Now. it's time to tape. Before you start taping, you'll want to think about which chevrons you want painted/glittered, and what you want to do first. For the sake of this post, I'm going to share what we did.
Since my sister was making alternating chevrons glittery, she needed to glitter first, and wanted two out of the five to be gold glitter. I was painting my entire canvas, so for me it didn't matter so much, other than me knowing what color I wanted where. The tape is used to create the outer edge, so that you're painting inside of the tape.
To tape, just tear a piece of masking tape, and lay it along the pencil line. Not quite straight, or not laying right? Simply gently peel up the tape, and re-lay. Easy, easy, I tell ya.

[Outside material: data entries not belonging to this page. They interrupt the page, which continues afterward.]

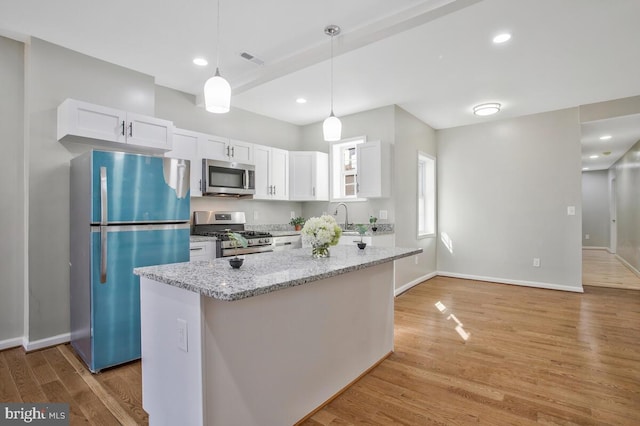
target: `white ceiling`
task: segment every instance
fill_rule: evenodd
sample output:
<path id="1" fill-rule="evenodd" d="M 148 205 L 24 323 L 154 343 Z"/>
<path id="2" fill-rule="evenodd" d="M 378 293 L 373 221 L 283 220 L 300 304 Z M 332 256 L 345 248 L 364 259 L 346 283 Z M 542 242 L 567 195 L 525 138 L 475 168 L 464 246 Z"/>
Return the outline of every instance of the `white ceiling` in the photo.
<path id="1" fill-rule="evenodd" d="M 639 0 L 221 0 L 220 8 L 232 107 L 294 124 L 328 115 L 328 24 L 342 27 L 338 116 L 397 104 L 441 129 L 640 95 Z M 494 45 L 502 31 L 513 38 Z M 216 2 L 2 0 L 0 34 L 35 36 L 201 95 L 215 70 Z M 209 66 L 193 65 L 195 56 Z M 297 104 L 300 96 L 308 102 Z M 490 101 L 502 104 L 499 114 L 472 114 Z"/>

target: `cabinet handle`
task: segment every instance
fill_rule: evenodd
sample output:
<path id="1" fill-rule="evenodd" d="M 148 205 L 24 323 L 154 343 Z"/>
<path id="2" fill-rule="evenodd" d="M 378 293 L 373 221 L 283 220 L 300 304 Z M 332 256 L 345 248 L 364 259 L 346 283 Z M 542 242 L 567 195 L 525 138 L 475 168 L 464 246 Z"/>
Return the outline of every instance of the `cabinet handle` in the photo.
<path id="1" fill-rule="evenodd" d="M 231 147 L 231 157 L 235 157 L 236 156 L 236 147 L 232 146 Z"/>
<path id="2" fill-rule="evenodd" d="M 124 120 L 122 120 L 122 130 L 121 130 L 122 136 L 124 136 Z"/>
<path id="3" fill-rule="evenodd" d="M 229 146 L 227 145 L 227 157 L 230 157 L 229 155 Z"/>
<path id="4" fill-rule="evenodd" d="M 129 136 L 133 136 L 133 121 L 129 123 Z"/>
<path id="5" fill-rule="evenodd" d="M 311 195 L 316 196 L 316 187 L 311 188 Z"/>
<path id="6" fill-rule="evenodd" d="M 276 195 L 276 186 L 273 185 L 273 195 Z"/>
<path id="7" fill-rule="evenodd" d="M 204 247 L 194 247 L 194 248 L 190 248 L 189 250 L 191 250 L 191 251 L 202 251 L 202 250 L 204 250 Z"/>
<path id="8" fill-rule="evenodd" d="M 107 282 L 107 225 L 109 224 L 107 168 L 100 167 L 100 283 Z"/>

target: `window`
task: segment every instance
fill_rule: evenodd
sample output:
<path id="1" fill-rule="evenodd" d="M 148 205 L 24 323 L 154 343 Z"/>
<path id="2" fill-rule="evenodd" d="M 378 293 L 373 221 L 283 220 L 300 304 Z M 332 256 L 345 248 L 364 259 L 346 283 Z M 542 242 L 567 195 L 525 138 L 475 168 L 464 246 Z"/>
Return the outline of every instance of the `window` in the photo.
<path id="1" fill-rule="evenodd" d="M 358 137 L 331 145 L 331 201 L 358 199 L 356 146 L 365 141 L 365 137 Z"/>
<path id="2" fill-rule="evenodd" d="M 418 238 L 436 232 L 436 160 L 418 152 Z"/>

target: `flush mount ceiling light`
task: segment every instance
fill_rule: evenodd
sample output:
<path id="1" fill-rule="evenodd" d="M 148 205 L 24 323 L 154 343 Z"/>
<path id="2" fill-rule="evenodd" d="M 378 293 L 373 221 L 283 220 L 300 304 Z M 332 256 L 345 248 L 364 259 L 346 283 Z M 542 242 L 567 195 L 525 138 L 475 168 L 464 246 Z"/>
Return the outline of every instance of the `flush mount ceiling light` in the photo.
<path id="1" fill-rule="evenodd" d="M 589 168 L 588 167 L 583 167 L 582 170 L 589 170 Z"/>
<path id="2" fill-rule="evenodd" d="M 231 85 L 220 76 L 220 0 L 216 27 L 216 74 L 204 84 L 204 107 L 216 114 L 229 112 L 231 105 Z"/>
<path id="3" fill-rule="evenodd" d="M 479 116 L 493 115 L 500 111 L 500 104 L 491 102 L 488 104 L 480 104 L 473 107 L 473 113 Z"/>
<path id="4" fill-rule="evenodd" d="M 209 65 L 209 61 L 207 61 L 205 58 L 193 58 L 193 63 L 199 67 L 206 67 L 207 65 Z"/>
<path id="5" fill-rule="evenodd" d="M 331 114 L 322 123 L 322 133 L 327 142 L 339 141 L 342 138 L 342 123 L 340 119 L 333 115 L 333 36 L 340 34 L 340 27 L 328 25 L 324 33 L 331 37 Z"/>
<path id="6" fill-rule="evenodd" d="M 497 36 L 495 36 L 493 38 L 493 42 L 495 44 L 500 44 L 500 43 L 504 43 L 506 41 L 509 41 L 511 39 L 511 34 L 509 33 L 502 33 L 502 34 L 498 34 Z"/>
<path id="7" fill-rule="evenodd" d="M 299 103 L 299 104 L 306 104 L 307 100 L 305 98 L 298 98 L 298 99 L 296 99 L 296 102 Z"/>
<path id="8" fill-rule="evenodd" d="M 600 136 L 601 141 L 608 141 L 609 139 L 611 139 L 611 135 Z"/>
<path id="9" fill-rule="evenodd" d="M 596 158 L 598 158 L 597 155 L 590 155 L 589 158 L 591 158 L 592 160 L 595 160 Z"/>

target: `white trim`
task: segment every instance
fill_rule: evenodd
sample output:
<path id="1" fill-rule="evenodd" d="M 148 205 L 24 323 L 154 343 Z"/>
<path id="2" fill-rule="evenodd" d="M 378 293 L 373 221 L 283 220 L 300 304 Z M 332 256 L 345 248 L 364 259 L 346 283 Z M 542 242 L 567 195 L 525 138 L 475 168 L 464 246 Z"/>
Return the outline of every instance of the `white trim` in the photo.
<path id="1" fill-rule="evenodd" d="M 605 248 L 606 248 L 606 250 L 607 250 L 609 253 L 611 253 L 611 254 L 616 254 L 616 251 L 615 251 L 615 250 L 612 250 L 612 249 L 611 249 L 611 247 L 605 247 Z"/>
<path id="2" fill-rule="evenodd" d="M 58 334 L 57 336 L 47 337 L 45 339 L 35 340 L 29 342 L 25 337 L 22 341 L 22 346 L 27 352 L 36 351 L 38 349 L 47 348 L 49 346 L 59 345 L 61 343 L 67 343 L 71 341 L 71 333 Z"/>
<path id="3" fill-rule="evenodd" d="M 525 287 L 546 288 L 550 290 L 561 290 L 561 291 L 571 291 L 574 293 L 584 293 L 584 290 L 582 289 L 582 284 L 580 284 L 580 287 L 578 288 L 578 287 L 562 285 L 562 284 L 541 283 L 541 282 L 523 281 L 523 280 L 507 280 L 504 278 L 482 277 L 478 275 L 458 274 L 455 272 L 447 272 L 447 271 L 438 271 L 437 274 L 442 277 L 462 278 L 465 280 L 487 281 L 487 282 L 498 283 L 498 284 L 513 284 L 513 285 L 520 285 Z"/>
<path id="4" fill-rule="evenodd" d="M 24 75 L 31 76 L 31 37 L 24 44 Z M 31 149 L 31 132 L 29 131 L 30 115 L 29 115 L 29 99 L 31 99 L 29 82 L 31 78 L 24 79 L 24 105 L 23 105 L 23 207 L 24 207 L 24 223 L 22 227 L 22 335 L 23 340 L 29 339 L 29 158 Z"/>
<path id="5" fill-rule="evenodd" d="M 615 254 L 614 255 L 616 257 L 616 259 L 618 259 L 620 261 L 620 263 L 622 263 L 624 266 L 626 266 L 627 268 L 629 268 L 631 270 L 631 272 L 633 272 L 634 274 L 636 274 L 638 277 L 640 277 L 640 271 L 638 271 L 632 264 L 630 264 L 629 262 L 627 262 L 626 260 L 624 260 L 622 257 L 620 257 L 620 255 Z"/>
<path id="6" fill-rule="evenodd" d="M 15 348 L 17 346 L 22 346 L 22 337 L 0 340 L 0 351 L 9 349 L 9 348 Z"/>
<path id="7" fill-rule="evenodd" d="M 394 262 L 395 263 L 395 262 Z M 400 296 L 402 293 L 404 293 L 405 291 L 409 290 L 411 287 L 415 287 L 418 284 L 422 283 L 423 281 L 427 281 L 430 280 L 431 278 L 434 278 L 435 276 L 437 276 L 438 273 L 437 272 L 431 272 L 430 274 L 427 275 L 423 275 L 420 278 L 416 278 L 413 281 L 410 281 L 408 283 L 406 283 L 405 285 L 403 285 L 402 287 L 398 287 L 393 291 L 393 295 L 395 297 Z"/>
<path id="8" fill-rule="evenodd" d="M 606 250 L 606 251 L 609 251 L 609 247 L 582 246 L 582 250 Z"/>

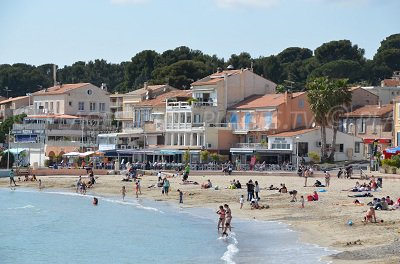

You're ready for painting! Or gluing, so that you can sprinkle glitter! Hooray! I didn't take a picture of sister gluing because it's white and wouldn't show, however, she did one chevron at a time. Glue, then glitter, and repeat. She didn't tap off any extra glitter until both chevrons were finished.
If you're painting, you'll definitely want to do 2 coats. I waited about 10 minutes (I started getting dinner ready), and then painted a second coat. And then the real waiting game begins...seriously, the worst part! We wanted to make sure everything was completely dry before peeling off any tape. So, I made dinner, we ate, and I think I even cleaned up the kitchen before heading back to our project.
Peeling off the tape was super easy, but I would definitely recommend going very slowly. The glittered looked AH-MAZING! It was perfectly crisp, and the lines were so clean. I was seriously impressed. The paint was ok. Not as crisp as I would have wanted, but honestly, it didn't end up making a difference. I got so excited about this step, I didn't take many pictures.
The next step is to finish painting. Neither of us taped the alternate sections. The awesome thing for sister, was that the glittered made sort of a raised border which made painting a piece of cake. For mine, it was a bit more challenging, mostly because I really had to take my time. We both did 2 coats, and I was able to touch up any areas where I didn't think the line was a crisp as I wanted it.
In the next pictures you can definitely tell that it looks a little funny as it's drying, but no worries, once your second coat is dry, it looks beautiful!
Seriously, super easy project! I even thought about selling these they are so easy, however, now that you know how inexpensive, and easy these are to make, you'll easily be able to make your own!
As sort of an afterthought, I decided I loved the glitter so much, I wanted to add a bit of glitz to mine. I'm going to hang this outside my classroom door (I think).